The gun’s most distinctive feature was its tip-up barrel system. The spring-loaded barrel could be released by thumbing a lever forward on the left side of the frame. The magazine could, therefore, theoretically be carried loaded with the chamber empty. You then pop the barrel up, drop in a round, and go to town. No sensible person would ever dare use such a gun for personal defense.

The Beretta 950 Minx in .22 Short was actually a pathetic excuse for a handgun.
This one, however, indeed embodied something truly powerful.

The tip-up barrel was the gun’s most remarkable feature.


The Beretta 950 is absolutely Lilliputian. It is lost in a typical adult human hand. It is also fascinating.
There is no extractor. The recoil from the cartridge cycles the slide, and the empty case just bounces off of the left-sided ejector to launch wherever. My gun has been thoroughly reliable, regardless.

The magazine carries six rounds. The magazine release looks like a big, oversized screw on the left aspect of the frame. There is a tiny little peg you can use to help depress the magazine follower and assist in loading chores.

The left-sided thumb safety is easy enough to manipulate. The single action trigger is decent, better than an HK VP70 but worse than a 1911. The little gun enjoys the classic perforated hammer and open slide architecture of most Beretta pistols of its era.
The sights are typical pre-war European pocket pistol chic. I suppose there was some rule some place that guns had to have sights, but they are utterly worthless. The front sight is part of the barrel, while the rear sight is a small groove cut into the back of the slide. My gun shoots about 3″ left at seven meters.

Designed in 1857 for the first Smith & Wesson revolver, the .22 Short was America’s first mass-produced metallic cartridge. Typical .22 Short rounds push a 29-grain bullet. While the .22 Short was initially developed for self-defense applications, its anemic performance makes it best suited for recreational shooting in gallery rifles and the like.

My Minx produces around 640 feet per second. To put that in perspective, a typical major league fastball crosses the plate at around 147 feet per second. My Minx indeed tosses bullets faster than you can throw them, but not by any enormous margin.
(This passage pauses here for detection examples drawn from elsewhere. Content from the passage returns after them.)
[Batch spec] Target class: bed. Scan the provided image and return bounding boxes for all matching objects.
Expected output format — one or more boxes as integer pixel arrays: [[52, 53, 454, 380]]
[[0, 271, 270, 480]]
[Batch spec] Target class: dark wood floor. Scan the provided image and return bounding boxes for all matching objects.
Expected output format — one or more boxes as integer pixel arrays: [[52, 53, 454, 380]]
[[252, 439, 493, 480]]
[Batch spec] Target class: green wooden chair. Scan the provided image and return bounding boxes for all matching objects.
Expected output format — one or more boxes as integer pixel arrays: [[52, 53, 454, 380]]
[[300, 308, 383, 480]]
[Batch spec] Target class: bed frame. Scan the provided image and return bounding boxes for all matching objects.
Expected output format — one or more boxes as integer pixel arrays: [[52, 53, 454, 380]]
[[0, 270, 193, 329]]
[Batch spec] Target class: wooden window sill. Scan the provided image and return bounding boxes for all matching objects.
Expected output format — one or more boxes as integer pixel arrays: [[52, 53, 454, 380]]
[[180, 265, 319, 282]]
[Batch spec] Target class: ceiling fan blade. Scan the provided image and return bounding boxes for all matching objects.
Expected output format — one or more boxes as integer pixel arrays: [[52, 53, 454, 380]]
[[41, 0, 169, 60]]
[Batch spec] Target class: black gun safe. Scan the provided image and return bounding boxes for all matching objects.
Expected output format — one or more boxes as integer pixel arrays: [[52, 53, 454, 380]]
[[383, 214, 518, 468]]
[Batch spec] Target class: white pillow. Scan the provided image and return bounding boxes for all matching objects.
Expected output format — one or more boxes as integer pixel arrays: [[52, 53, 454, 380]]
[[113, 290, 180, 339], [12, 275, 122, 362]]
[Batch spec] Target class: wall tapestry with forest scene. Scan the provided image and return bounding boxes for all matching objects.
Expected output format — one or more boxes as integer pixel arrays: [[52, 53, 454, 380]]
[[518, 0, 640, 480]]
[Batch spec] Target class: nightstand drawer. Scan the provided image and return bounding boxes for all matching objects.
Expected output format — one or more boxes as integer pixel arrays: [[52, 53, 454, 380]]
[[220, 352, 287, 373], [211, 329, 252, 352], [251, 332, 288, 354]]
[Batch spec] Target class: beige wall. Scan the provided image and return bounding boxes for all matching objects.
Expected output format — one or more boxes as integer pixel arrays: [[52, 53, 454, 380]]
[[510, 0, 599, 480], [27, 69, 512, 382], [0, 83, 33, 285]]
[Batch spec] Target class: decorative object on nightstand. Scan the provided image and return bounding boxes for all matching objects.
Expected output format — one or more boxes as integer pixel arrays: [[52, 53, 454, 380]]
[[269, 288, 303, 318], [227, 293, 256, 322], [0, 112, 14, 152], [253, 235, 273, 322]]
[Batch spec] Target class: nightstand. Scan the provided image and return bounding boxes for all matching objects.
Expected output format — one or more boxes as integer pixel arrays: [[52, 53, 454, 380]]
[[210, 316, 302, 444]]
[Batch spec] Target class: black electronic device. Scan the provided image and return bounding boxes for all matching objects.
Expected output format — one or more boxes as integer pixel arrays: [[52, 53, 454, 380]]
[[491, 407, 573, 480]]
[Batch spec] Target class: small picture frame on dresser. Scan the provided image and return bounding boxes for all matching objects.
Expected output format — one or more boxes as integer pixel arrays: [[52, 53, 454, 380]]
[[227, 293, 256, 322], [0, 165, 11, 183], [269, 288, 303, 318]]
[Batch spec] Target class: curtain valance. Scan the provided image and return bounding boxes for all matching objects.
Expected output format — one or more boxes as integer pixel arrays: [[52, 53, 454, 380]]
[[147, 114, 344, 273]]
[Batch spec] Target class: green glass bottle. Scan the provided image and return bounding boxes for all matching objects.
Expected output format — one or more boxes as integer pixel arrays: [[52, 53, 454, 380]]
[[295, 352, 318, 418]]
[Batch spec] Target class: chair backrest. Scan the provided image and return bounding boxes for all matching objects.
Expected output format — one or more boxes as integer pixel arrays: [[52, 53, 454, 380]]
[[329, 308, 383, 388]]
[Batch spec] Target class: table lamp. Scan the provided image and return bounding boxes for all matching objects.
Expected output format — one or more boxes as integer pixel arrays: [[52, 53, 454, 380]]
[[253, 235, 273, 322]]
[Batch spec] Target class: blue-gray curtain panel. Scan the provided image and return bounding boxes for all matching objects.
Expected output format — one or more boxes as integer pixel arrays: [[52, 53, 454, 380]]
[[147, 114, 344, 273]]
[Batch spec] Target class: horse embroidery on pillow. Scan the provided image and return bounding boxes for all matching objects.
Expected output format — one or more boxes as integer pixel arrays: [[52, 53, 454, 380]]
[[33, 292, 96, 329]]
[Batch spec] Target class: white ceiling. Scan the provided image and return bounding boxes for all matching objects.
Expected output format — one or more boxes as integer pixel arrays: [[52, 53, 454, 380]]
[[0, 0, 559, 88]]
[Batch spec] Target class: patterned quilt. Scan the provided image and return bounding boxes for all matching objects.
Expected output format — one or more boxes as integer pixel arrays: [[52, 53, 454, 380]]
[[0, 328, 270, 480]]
At seven meters, Will’s little Minx produces softball-sized
groups from a simple rest, albeit a bit to the left.

The anemic .22 Short makes even the .25 ACP (middle) seem serious
by comparison. The 9mm Parabellum is on the right.

This Beretta Minx came with an unexpected love note.

We have no idea who Peggy Francine was, but hope she appreciated her Christmas present.

Serendipitous Romance

I bought my Minx at a small online gun auction. If you’ve ever bought a gun that way, there is just so much information you can glean from those tiny pictures. I once purchased a gorgeous Webley Mk VI that arrived irrevocably broken. I have also landed an Enfield No. 4 T sniper rifle that was perfect, matching and unfired. You win a few; you lose a few. My Minx came replete with an unexpected love story.

Engraved along the barrel is the name “Peggy Francine.” Lightly cut into the backstrap is “All My Love, John, 12-25-79.” Apparently, Santa was good to Peggy Francine that year.

I love stuff like this. John likely bought Peggy Francine this anemic little Minx for “personal protection.” Did she even want it? We guys are notorious for buying our women stuff like this because we think it’s cool. Or perhaps she was genuinely moved by the gift. I hope it was the latter.

Running this recoilless little trinket is indeed great fun, but there is no point to it. There are lots better ways to ventilate repurposed beverage cans on the range, and I honestly might sooner have a proper baseball bat in the close fight. However, for Peggy Francine, it was indeed a tangible reminder John loved her. Poignant, sweet, sincere, and cool, that fact alone gives this worthless little pistol a purpose both deep and powerful.